The ability to decide for myself how much of my data gets used where, and the freedom to choose desktops that do different things in different ways.
For me it is about being able to reuse older hardware and have it still relivent many years after it would be considered end of life, I have hardware that is 15 years old that will still work on Linux that would be an awfull experience with Windows.
Actually being able to get involved as a non developer and dig into all the the things that interest.
Then I asked a bit of a tough one, ”
You guys don’t monetize where a lot of others (Podcasts) do? why is that?“
Free as in freedom, and free as in beer. Hacker Culture. What’s an open source operating system without people that believe in open source at its core? At least at the moment, I don’t feel like slapping beginners in the face with ads is a good move. Sponsorships? Maybe. Not ads. But really, that’s up to the team as a whole, and we’re just not on board yet, if ever.

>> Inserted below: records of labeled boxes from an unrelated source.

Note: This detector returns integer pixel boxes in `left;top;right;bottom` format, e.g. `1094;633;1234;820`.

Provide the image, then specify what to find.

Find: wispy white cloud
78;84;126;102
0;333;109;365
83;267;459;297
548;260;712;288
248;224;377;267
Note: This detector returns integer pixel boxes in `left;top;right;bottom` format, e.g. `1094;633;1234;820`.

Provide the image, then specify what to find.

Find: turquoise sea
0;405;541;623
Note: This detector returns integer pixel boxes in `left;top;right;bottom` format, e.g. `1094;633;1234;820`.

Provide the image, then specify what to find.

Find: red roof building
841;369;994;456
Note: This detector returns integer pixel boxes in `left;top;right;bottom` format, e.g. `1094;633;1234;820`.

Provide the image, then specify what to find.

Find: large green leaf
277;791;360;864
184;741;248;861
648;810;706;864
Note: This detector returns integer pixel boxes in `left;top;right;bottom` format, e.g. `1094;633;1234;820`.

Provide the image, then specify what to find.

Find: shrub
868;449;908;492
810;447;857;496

We don’t have expenses, except for tiny ones that someone on the team steps up and covers. We are also having a lot of fun, and we’re not sure that turning it into a business would allow us to keep that feeling. Eventually, each of us has the right to move off, and there is no set number of “staff positions” to fill — when we got into this, there were just two.
Personally I think we should encourage others to support the projects that make mintCast possible such as Audacity, Mumble, Archive.org and the Mint developers. So far the Show hasn’t cost me any money that I wouldn’t have spent for my hobby anyway so why ask the community to pay me when I don’t need it.

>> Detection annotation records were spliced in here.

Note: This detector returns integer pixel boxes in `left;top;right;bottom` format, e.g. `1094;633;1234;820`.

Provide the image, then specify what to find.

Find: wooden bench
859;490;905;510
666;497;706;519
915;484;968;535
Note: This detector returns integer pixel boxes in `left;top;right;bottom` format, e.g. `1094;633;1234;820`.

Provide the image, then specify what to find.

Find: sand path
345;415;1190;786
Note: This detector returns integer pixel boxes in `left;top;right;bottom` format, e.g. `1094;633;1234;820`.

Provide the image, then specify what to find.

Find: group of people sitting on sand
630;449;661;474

The other reason is a little more practical, as soon as you moniterise it you start having to deal with all the issues that go with taking money, not least the tax man. So in my opinion, the longer we can go without taking cash the better.
And obviously the most important question
“What’s your favourite Distro/DE ( Desktop Environment)?”
Linux Mint Cinnamon all day long
Linux Mint MATE
I use Linux Mint when I need to get things done and don’t have time to worry about how to do it. I run Bodhi when I want more fun while I’m doing it. And I love trying out distros, although it seems almost everything I wind up liking, with very few exceptions, is Ubuntu-based. Moksha. MATE when I need it to just work. But Moksha should continue to get more stable. Budgie has its good moments, but the file manager needs work and Tilix is having a management crisis.
UPDATE: shows are now every week as a podcast and live every other week.